JUDY WOODRUFF: The Israeli ground assault on Gaza late today surprised officials of foreign governments who have been furiously working in Cairo to negotiate a permanent cease-fire.A case in point, the Palestine Liberation Organization’s ambassador to the U.S., Maen Rashid Areikat.
He spoke this afternoon with the NewsHour’s chief foreign affairs correspondent, Margaret Warner, just an hour before the incursion was announced.
MARGARET WARNER: Ambassador Areikat, thank you for having us.
MAEN RASHID AREIKAT, Ambassador, PLO Delegation to the U.S: Thank you.
MARGARET WARNER: Well, well after this lull, in fact, fierce fighting has resumed, more rockets, more killings in Gaza. What is it going to take to end this thing?
MAEN RASHID AREIKAT: I think it will take the efforts of many parties. It’s not only Israel and the Palestinian factions who are now engaged in intense efforts to reach a cease-fire.
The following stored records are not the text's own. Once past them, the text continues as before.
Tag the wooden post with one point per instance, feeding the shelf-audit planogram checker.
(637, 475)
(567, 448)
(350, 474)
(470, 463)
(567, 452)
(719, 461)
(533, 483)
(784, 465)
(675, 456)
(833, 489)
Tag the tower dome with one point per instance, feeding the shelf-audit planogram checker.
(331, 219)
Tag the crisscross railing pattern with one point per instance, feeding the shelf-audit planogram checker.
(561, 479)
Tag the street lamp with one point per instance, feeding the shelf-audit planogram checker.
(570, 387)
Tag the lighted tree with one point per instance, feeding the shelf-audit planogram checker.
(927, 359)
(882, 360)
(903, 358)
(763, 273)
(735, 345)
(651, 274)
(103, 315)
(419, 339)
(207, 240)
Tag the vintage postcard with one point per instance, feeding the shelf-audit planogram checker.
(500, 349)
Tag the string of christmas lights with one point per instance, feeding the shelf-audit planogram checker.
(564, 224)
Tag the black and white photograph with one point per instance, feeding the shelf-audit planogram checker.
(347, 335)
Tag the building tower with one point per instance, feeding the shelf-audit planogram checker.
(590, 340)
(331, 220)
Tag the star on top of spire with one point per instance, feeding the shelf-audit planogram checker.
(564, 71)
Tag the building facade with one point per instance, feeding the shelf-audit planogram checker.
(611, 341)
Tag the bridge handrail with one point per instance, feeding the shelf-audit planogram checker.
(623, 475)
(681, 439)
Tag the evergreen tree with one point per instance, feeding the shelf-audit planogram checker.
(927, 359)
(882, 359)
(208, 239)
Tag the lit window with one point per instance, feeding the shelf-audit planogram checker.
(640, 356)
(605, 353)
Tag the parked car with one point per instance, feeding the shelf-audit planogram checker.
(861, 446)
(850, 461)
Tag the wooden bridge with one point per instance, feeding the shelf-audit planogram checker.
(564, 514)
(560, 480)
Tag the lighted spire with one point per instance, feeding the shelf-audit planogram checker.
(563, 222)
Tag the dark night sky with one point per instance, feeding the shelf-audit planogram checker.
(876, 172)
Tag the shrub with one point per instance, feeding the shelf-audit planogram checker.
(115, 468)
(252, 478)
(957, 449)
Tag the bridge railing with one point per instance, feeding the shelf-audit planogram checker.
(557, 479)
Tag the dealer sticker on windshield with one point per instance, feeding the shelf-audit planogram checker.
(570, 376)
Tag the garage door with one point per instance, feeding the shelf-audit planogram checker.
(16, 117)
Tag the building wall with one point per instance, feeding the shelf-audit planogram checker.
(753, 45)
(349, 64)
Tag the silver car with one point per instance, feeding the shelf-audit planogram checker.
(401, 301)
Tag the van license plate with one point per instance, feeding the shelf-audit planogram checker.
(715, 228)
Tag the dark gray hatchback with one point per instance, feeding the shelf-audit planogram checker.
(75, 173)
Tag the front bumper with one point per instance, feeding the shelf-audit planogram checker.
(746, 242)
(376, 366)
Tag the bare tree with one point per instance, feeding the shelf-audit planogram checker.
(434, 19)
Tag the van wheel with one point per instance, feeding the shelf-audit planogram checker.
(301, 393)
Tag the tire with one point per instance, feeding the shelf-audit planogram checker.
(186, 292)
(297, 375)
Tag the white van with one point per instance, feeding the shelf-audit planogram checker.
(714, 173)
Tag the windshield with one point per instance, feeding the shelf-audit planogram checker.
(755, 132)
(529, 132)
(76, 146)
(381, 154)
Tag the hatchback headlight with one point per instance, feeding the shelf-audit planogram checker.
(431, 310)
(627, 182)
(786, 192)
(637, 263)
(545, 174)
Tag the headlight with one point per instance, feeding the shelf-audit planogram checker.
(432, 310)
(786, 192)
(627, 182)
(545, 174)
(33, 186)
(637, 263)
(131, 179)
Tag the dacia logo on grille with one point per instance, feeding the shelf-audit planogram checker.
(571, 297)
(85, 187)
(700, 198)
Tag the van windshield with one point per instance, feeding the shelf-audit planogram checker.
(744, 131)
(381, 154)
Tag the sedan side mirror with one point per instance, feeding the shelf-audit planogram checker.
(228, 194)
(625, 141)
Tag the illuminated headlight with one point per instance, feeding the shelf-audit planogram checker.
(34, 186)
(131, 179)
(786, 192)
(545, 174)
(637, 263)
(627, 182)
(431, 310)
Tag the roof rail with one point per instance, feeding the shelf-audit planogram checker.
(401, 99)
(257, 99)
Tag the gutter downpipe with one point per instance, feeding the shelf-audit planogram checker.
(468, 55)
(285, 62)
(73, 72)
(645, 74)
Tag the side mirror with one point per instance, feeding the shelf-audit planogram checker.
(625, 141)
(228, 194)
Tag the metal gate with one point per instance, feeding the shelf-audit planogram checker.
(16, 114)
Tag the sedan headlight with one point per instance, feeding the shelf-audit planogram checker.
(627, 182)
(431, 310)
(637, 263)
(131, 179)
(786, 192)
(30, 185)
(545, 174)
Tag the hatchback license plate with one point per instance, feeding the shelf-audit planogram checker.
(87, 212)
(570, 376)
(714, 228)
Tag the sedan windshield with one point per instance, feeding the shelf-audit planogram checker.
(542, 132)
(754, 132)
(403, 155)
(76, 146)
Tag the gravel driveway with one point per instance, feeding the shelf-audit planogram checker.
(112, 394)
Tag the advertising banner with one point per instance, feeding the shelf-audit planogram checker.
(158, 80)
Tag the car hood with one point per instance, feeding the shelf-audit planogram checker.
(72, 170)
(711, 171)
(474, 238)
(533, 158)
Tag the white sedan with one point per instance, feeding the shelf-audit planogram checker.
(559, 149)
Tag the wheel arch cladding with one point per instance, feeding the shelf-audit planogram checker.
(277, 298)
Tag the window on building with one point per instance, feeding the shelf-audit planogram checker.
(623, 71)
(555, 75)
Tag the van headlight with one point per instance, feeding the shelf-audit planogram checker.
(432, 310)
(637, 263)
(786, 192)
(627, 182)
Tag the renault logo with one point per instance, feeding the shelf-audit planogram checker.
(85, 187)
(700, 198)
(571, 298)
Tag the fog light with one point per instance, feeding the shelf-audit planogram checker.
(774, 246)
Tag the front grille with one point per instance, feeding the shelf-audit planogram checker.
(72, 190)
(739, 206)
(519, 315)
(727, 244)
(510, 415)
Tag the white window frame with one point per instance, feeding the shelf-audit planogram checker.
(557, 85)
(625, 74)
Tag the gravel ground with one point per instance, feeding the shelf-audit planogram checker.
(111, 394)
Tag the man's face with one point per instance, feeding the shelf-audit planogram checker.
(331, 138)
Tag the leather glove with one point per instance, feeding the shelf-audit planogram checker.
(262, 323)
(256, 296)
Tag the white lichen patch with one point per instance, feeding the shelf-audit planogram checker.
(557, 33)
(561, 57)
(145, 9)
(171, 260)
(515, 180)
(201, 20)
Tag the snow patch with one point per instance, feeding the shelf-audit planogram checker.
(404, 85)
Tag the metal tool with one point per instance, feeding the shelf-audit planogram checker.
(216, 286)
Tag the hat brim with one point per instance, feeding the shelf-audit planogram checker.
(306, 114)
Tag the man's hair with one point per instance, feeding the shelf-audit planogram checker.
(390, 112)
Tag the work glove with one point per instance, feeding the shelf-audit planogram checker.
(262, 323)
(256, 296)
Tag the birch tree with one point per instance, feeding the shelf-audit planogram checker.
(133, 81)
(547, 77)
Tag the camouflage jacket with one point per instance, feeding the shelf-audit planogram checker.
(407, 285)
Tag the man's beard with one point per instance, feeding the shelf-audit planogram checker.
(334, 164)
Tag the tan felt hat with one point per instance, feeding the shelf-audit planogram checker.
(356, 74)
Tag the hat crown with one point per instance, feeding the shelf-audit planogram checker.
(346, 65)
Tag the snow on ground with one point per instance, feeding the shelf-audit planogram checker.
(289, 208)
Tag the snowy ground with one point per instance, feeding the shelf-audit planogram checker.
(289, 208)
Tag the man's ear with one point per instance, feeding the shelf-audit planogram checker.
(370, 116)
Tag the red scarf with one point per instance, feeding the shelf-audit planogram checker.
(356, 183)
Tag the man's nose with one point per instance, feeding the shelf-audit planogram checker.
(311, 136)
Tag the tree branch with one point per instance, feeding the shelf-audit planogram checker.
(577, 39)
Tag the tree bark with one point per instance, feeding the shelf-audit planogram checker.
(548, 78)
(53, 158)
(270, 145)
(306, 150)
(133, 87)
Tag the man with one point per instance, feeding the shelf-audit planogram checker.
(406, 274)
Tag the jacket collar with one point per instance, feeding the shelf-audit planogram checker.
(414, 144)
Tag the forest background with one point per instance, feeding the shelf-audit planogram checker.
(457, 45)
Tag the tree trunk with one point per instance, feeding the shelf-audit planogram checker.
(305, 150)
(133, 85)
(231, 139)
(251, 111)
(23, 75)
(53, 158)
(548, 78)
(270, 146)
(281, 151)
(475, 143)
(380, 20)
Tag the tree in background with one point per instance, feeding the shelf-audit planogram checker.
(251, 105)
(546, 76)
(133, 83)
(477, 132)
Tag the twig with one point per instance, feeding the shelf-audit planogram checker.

The Palestinian president yesterday arrived in Cairo, held talks with Hamas officials, with Egyptian officials. He’s planning to go to Turkey tomorrow, to Qatar. There are very, very intensified efforts right now to somehow bridge the gaps between the two sides.
I personally believe that it is a matter of time before they reach a cease-fire.
MARGARET WARNER: So, you mean, even though we see all this violence going on, that this separate track, the diplomatic track, you think still holds promise? As you said, your president is involved.
MAEN RASHID AREIKAT: Yes, I think both sides have no interest in expanding this confrontation.
The Palestinian leadership position is very clear. We don’t believe that this is in the interests of any party, definitely not the Palestinians, who have really suffered a heavy toll of civilian casualties. More than 240 have been killed so far, 1,600 wounded, very, very extensive damage in the Gaza Strip.
So it is in the interest of the Palestinian people to see a cease-fire as soon as possible.
MARGARET WARNER: If there is no permanent cease-fire reached, there are many voices in Israel calling for some sort of ground invasion. What would be the consequences of that?
MAEN RASHID AREIKAT: I think that would be a major mistake, because Israel tried a ground invasion in 2008, 2009, and 2012. None of that is going to solve the problem in Gaza.
Our problem with Israel is a political problem. It’s a problem about a continued Israeli military occupation of the West Bank, of the Gaza Strip. Even though they withdrew their soldiers and settlers from the Gaza Strip, technically, Gaza is still under Israeli military occupation.
MARGARET WARNER: You mean because it’s controlled and exits are controlled.
MAEN RASHID AREIKAT: Absolutely, their airspace, their territorial waters, their land crossing points, they are all under Israeli control.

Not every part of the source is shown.